Why are you so passive. Men let this happen not feminists and liberals. Men abdicating our responsibility for cheap sex, and instant gratification, generally being driven by our desires and not what is best for our families and society. By abandoning their role as leaders and fathers (and I don't me bosses, sometimes a leader has to be a servant) . By not holding other men accountable. By abusing our role and taking women and children for granted. For allowing our wives to be our mothers. And all we need to get it back is to start acting like men again. The world is crying out for it. 

But that is through honor and self discipline. The world is set up for us to succeed if we just act like that, it's like rain and the seasons. It's no harder then that. Within a generation everything would be better. 

Seriously you can't be pro man and father and be whining about liberals and feminists. As long as it's the liberals and feminists fault nothing will change.

You know who the biggest hero to a young boy is -- his father. No book or school is ever going to compete with that. A young boy with a strong father can read all about strong female protagonists and not have any trouble with it because he has the best role modal at home if his father is a good one. Yep it's that simple, you don't even need to vote about it.


----------



## happyhusband0005 (May 4, 2018)

sokillme said:


> Why are you so passive. Men let this happen not feminists and liberals. Men abdicating our responsibility for cheap sex, and instant gratification, generally being driven by our desires and not what is best for our families and society. By abandoning their role as leaders and fathers (and I don't me bosses, sometimes a leader has to be a servant) . By not holding other men accountable. By abusing our role and taking women and children for granted. For allowing our wives to be our mothers. And all we need to get it back is to start acting like men again. The world is crying out for it.
> 
> But that is through honor and self discipline. The world is set up for us to succeed if we just act like that, it's like rain and the seasons. It's no harder then that. Within a generation everything would be better.
> 
> ...


----------



## Lance Mannion (Nov 24, 2020)

sokillme said:


> Why are you so passive. Men let this happen not feminists and liberals. Men abdicating our responsibility for cheap sex, and instant gratification, generally being driven by our desires and not what is best for our families and society. By abandoning their role as leaders and fathers (and I don't me bosses, sometimes a leader has to be a servant) . By not holding other men accountable. By abusing our role and taking women and children for granted. For allowing our wives to be our mothers. And all we need to get it back is to start acting like men again. The world is crying out for it.
> 
> But that is through honor and self discipline. The world is set up for us to succeed if we just act like that, it's like rain and the seasons. It's no harder then that. Within a generation everything would be better.
> 
> ...


Men abdicated. Men also allowed women the right to vote. It's a long sordid history of abdication of power. But they're not abdicating in a vacuum, liberals and feminists are pushing men, they're working on fulfilling their agendas.
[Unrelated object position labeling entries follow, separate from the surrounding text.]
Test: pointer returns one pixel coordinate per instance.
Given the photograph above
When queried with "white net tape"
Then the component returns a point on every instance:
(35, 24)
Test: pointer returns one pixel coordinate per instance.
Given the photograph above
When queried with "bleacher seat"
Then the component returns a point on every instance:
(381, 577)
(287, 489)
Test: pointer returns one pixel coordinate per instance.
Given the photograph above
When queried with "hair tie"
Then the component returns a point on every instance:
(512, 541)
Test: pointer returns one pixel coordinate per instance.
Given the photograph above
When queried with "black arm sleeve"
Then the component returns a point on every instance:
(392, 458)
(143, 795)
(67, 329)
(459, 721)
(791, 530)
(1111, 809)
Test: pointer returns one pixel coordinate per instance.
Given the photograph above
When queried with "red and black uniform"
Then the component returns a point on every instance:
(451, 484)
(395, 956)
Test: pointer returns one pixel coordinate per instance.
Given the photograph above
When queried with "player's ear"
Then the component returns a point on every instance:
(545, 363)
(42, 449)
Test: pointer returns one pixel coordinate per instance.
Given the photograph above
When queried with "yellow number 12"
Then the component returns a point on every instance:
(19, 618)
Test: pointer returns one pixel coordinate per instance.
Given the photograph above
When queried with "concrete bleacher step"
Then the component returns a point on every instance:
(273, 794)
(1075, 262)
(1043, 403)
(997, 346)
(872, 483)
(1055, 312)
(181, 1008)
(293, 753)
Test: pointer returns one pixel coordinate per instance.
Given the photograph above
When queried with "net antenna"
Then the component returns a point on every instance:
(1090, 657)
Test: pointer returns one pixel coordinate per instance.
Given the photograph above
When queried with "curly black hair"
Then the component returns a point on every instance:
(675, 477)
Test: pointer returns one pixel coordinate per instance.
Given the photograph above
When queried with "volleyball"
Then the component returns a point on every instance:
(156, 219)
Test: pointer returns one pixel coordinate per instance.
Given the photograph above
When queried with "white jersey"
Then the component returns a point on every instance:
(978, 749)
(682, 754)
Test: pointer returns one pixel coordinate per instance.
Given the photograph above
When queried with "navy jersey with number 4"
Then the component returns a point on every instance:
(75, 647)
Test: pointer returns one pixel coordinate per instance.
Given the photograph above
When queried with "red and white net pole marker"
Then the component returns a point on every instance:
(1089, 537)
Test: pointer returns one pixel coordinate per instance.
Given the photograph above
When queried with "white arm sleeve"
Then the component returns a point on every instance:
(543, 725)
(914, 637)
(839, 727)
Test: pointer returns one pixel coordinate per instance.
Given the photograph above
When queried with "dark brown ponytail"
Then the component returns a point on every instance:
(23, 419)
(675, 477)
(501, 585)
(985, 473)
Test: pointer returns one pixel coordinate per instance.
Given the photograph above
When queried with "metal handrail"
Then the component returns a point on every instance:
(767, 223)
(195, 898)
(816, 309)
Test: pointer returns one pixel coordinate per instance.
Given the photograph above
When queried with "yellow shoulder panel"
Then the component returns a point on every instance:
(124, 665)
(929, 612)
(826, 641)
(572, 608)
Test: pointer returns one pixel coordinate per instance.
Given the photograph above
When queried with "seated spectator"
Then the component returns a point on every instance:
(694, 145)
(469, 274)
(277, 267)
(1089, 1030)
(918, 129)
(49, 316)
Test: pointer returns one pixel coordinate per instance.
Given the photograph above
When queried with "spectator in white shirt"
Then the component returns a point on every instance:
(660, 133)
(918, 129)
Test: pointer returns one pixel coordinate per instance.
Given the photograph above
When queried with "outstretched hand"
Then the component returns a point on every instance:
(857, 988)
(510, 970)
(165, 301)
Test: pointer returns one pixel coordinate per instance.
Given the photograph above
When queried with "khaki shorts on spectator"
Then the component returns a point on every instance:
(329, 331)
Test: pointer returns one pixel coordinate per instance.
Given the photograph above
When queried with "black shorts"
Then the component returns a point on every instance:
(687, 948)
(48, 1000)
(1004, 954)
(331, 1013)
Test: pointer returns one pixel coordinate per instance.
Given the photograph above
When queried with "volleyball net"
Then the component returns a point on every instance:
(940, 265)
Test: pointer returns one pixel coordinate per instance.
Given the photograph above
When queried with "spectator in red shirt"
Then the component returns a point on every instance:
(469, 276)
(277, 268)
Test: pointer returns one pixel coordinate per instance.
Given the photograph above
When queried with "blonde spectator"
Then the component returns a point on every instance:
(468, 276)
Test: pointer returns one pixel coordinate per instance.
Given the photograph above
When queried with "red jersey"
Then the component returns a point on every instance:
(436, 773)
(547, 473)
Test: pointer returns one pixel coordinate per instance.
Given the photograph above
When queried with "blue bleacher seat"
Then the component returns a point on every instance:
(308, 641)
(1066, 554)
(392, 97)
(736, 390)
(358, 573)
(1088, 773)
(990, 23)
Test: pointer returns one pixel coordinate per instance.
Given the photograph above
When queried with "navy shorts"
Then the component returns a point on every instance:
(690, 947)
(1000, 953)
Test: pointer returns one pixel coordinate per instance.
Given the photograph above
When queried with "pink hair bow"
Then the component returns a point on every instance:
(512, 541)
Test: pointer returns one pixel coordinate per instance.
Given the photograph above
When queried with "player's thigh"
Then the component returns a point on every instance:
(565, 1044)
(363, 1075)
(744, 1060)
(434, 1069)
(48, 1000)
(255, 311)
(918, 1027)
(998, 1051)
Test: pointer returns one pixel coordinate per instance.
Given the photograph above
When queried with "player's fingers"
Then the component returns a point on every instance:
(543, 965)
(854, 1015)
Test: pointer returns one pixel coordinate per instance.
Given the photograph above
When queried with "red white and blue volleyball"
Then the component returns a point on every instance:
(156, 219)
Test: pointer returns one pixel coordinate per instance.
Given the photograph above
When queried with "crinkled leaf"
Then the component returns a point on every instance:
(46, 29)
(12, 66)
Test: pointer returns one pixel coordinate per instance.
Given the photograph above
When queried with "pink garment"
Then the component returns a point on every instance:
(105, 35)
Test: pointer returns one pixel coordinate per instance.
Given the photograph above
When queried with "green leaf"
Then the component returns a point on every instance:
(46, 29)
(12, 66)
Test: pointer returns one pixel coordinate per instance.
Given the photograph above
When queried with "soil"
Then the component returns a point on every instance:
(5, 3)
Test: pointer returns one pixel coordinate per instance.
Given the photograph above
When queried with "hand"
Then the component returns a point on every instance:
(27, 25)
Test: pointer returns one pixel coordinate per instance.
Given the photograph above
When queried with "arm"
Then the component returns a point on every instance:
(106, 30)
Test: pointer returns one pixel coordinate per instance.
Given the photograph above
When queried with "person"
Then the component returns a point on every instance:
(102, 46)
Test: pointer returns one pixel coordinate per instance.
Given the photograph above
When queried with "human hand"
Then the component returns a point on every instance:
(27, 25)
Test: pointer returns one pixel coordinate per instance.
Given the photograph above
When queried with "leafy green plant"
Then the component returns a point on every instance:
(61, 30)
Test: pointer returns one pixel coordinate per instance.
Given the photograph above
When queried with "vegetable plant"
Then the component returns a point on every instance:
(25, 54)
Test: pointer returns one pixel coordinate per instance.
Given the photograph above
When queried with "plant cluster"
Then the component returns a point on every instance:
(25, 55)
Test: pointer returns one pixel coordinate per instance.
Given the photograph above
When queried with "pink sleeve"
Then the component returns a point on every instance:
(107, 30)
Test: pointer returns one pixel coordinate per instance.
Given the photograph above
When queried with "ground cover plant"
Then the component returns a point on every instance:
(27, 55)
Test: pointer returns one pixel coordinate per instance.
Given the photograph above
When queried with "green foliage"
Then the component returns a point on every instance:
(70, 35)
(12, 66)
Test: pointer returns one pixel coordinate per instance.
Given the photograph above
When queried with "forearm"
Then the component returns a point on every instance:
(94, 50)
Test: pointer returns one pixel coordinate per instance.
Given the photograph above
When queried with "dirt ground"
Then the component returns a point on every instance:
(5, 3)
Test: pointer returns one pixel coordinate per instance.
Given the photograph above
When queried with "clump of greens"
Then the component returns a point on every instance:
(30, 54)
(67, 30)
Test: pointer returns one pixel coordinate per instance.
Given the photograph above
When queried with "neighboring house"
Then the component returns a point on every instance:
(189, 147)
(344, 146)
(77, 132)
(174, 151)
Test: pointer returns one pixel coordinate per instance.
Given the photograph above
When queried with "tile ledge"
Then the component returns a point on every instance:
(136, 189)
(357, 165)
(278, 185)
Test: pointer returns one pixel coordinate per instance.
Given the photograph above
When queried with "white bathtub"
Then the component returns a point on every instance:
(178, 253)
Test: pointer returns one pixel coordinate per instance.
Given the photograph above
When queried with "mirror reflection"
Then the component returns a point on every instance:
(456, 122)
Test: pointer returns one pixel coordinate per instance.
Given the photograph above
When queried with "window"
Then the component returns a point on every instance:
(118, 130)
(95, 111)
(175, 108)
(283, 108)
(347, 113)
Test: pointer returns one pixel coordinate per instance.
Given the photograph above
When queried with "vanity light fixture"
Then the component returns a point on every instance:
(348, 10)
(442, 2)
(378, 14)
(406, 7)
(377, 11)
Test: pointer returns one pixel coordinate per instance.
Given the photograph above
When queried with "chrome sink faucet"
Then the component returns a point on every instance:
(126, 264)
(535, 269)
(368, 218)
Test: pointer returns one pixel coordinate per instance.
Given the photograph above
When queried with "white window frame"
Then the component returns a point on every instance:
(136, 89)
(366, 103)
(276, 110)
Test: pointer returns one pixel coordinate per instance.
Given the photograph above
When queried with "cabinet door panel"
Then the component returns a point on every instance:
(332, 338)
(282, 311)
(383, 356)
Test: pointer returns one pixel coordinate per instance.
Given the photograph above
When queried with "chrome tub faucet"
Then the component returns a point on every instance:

I have no idea why you think I'm passive. I'm not in charge of HS curricula, I'm not a Hollywood executive. I control what I can in my companies and in my marriage and in my family and among my social network. I have zero influence in Hollywood or with radical feminist educationalists.

Your whole spiel about fathers being heroes is Tony Robbins level aspirational garbage. Most men lead ordinary lives, doing ordinary things. They're not heroes, they're just responsible men leading by example. You're making the same definitional error that Oprah always made when she began the trend of calling victims heroes. Victims endured their fate. Heroes step up and do something extraordinary. The Mercury 7 astronauts were heroes, Audie Murphy was a hero, Lewis and Clark were heroes, Davy Crocket was a hero. These are the figures which inspire boys to greatness.

Your Hallmark sentiments are good for greeting cards, not for an ideology to guide one's life.


----------



## sokillme (Jun 10, 2016)

Lance Mannion said:


> Men abdicated. Men also allowed women the right to vote. It's a long sordid history of abdication of power. But they're not abdicating in a vacuum, liberals and feminists are pushing men, they're working on fulfilling their agendas.
> 
> I have no idea why you think I'm passive. I'm not in charge of HS curricula, I'm not a Hollywood executive. I control what I can in my companies and in my marriage and in my family and among my social network. I have zero influence in Hollywood or with radical feminist educationalists.
> 
> ...


Really, - the right to vote. I can't believe I even have to say this.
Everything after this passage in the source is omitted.